Now, I know there are a lot of legends about what exactly happened that hot summer night in 1969. Some people say it was a lesbian that started the riot. Some people say it was the street hustlers, everyone seems to have a different story. It was such a chaotic, unpredictable mess (a riot chaotic and unpredictable, Go figure.) and no one was there taking minutes, that the “facts” have been shrouded in legend. Well here is my favorite Stonewall legend, and it’s the one I choose to believe.
In 1969 homosexuality and trans were illegal (back then they were much more closely linked than they are today). This made it easy for the mafia to control gay bars. The Stonewall Inn was one of the more popular gay bars in New York, as it was just about the only one that allowed same-sex dancing (also illegal at the time).
It was common for the police to raid gay bars and arrest people who were not “dressed according to their gender” or dancing with the someone of the same sex. The mafia regularly paid the police so they could be forewarned of raids and so that the police would raid the bar early in the evening and allow the business to continue running for the bar’s busy time.
Marsha P. Johnson was a drag queen (back then trans women were called drag queens) that lived in New York and she was a regular at the Stonewall Inn. Many people in the LGBT community called her “Saint Marsha”. She was a creature of pure light and joy and love. She often lived on the street or with friends when she could. People like Bob Kohler and Randolph Wicker would often have her live with them. She was generous to a fault. Whenever she would get a little money or food she would always share it with the street kids, sometimes to the point where she wouldn’t eat at all.
In the early morning hours of June 28th, Marsha was enjoying a night at the Stonewall Inn when the police raided. This raid was unusual since the mafia had not had previous warning and it was late at night when the bar was at its peak hours. It is reported that the police were more aggressive with the bar patrons than usual. It was clear that they had come to kick some ass.
The police were checking people’s ID and anyone who didn’t have ID was arrested and thrown into the waiting paddy wagon. Anyone who was not “dressed according to their gender” was taken in the bathroom for a closer body inspection and any “man in women’s clothes” was arrested and thrown into the paddy wagon as well.

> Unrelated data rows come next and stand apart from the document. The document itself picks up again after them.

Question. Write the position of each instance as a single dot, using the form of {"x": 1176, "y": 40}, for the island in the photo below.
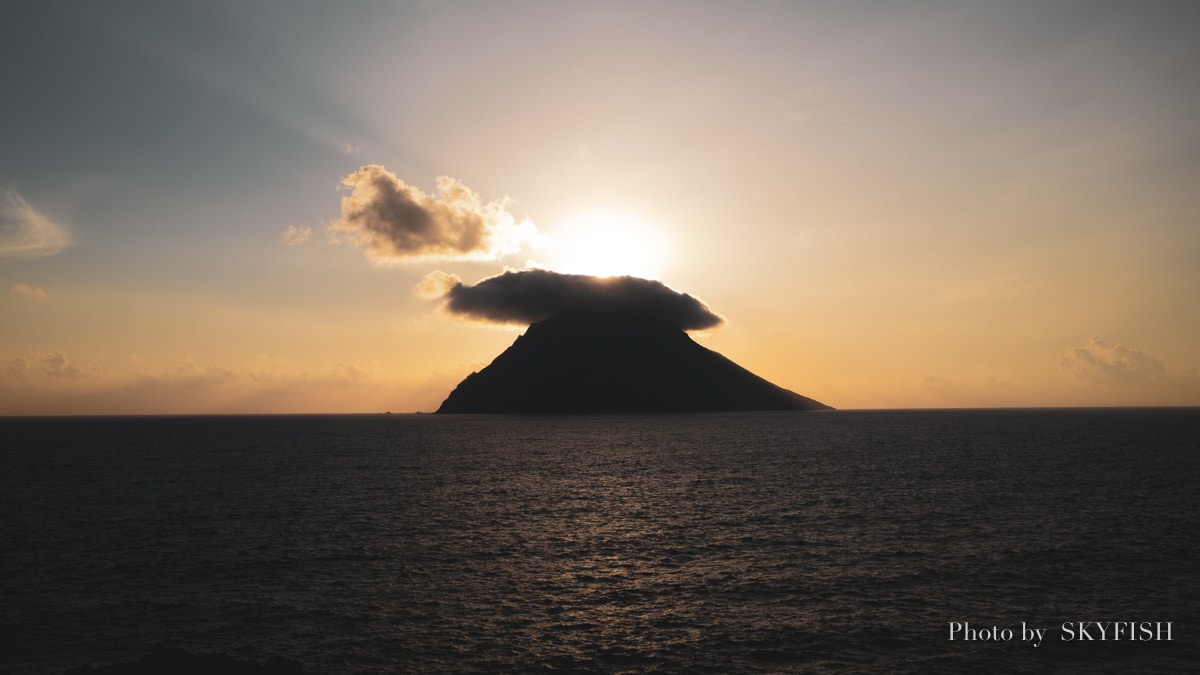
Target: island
{"x": 615, "y": 362}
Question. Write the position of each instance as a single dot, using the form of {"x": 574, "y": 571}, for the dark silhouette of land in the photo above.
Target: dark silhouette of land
{"x": 179, "y": 662}
{"x": 615, "y": 363}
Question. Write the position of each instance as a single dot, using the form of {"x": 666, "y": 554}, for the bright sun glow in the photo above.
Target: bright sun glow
{"x": 607, "y": 244}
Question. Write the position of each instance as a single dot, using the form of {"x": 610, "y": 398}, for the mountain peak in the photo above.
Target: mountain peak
{"x": 615, "y": 362}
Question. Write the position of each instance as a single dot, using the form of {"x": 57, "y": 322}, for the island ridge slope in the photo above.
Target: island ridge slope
{"x": 615, "y": 363}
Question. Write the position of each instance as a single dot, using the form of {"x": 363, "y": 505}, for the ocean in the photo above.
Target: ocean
{"x": 821, "y": 542}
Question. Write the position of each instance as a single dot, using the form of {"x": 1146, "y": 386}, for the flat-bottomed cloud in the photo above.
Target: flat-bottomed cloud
{"x": 531, "y": 296}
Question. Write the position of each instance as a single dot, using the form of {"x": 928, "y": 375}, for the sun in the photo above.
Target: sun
{"x": 610, "y": 244}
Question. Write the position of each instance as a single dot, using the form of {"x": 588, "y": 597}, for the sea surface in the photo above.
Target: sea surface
{"x": 827, "y": 542}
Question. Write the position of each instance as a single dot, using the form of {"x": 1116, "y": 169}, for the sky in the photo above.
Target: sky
{"x": 215, "y": 207}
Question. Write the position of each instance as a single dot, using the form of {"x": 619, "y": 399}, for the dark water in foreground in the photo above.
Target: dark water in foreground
{"x": 717, "y": 543}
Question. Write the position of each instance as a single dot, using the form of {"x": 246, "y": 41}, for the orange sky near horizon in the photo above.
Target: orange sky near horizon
{"x": 894, "y": 204}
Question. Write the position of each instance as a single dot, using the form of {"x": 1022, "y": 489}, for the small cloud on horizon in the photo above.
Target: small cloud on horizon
{"x": 29, "y": 293}
{"x": 394, "y": 221}
{"x": 1097, "y": 360}
{"x": 57, "y": 364}
{"x": 25, "y": 232}
{"x": 533, "y": 294}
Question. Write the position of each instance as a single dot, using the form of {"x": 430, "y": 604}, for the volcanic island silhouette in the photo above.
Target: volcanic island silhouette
{"x": 603, "y": 345}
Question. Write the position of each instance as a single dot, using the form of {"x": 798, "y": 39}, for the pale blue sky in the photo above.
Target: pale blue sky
{"x": 909, "y": 193}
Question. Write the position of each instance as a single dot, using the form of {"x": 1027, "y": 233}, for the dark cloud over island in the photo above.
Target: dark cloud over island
{"x": 533, "y": 294}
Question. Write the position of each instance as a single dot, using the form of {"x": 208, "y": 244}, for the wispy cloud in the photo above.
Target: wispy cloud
{"x": 295, "y": 236}
{"x": 25, "y": 232}
{"x": 1097, "y": 360}
{"x": 57, "y": 364}
{"x": 395, "y": 221}
{"x": 30, "y": 293}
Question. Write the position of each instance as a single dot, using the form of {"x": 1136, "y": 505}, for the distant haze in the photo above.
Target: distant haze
{"x": 257, "y": 207}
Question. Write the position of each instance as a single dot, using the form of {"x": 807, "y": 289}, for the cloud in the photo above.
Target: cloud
{"x": 533, "y": 294}
{"x": 30, "y": 293}
{"x": 16, "y": 368}
{"x": 295, "y": 236}
{"x": 57, "y": 364}
{"x": 394, "y": 221}
{"x": 25, "y": 232}
{"x": 1099, "y": 362}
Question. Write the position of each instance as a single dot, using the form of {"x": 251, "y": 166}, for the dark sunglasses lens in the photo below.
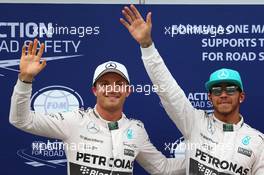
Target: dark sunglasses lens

Well the police soon came to Marsha. Now Marsha had been distraught over the death of Judy Garland the previous day and she was in no mood for these shenanigans. As the police tried to arrest her, she started screaming “I have my rights! I have my rights!” in that crackling squeaky voice she was known for. She picked up a shot glass and threw it across the bar breaking a mirror. That's when everybody started fighting back and it turned into a riot. People had gathered outside and were throwing pennies and bottles. They went to a nearby construction site and got some bricks to throw. They freed the people in the paddy wagon. The police had to barricade themselves in the bar to protect themselves from the growing crowd that had gathered outside. At one point a parking meter was used as a battering ram. This was the beginning of the Gay rights movement. It eventually became the LGBT rights movement that continues to this day.
All from the “Shot glass heard round the world.”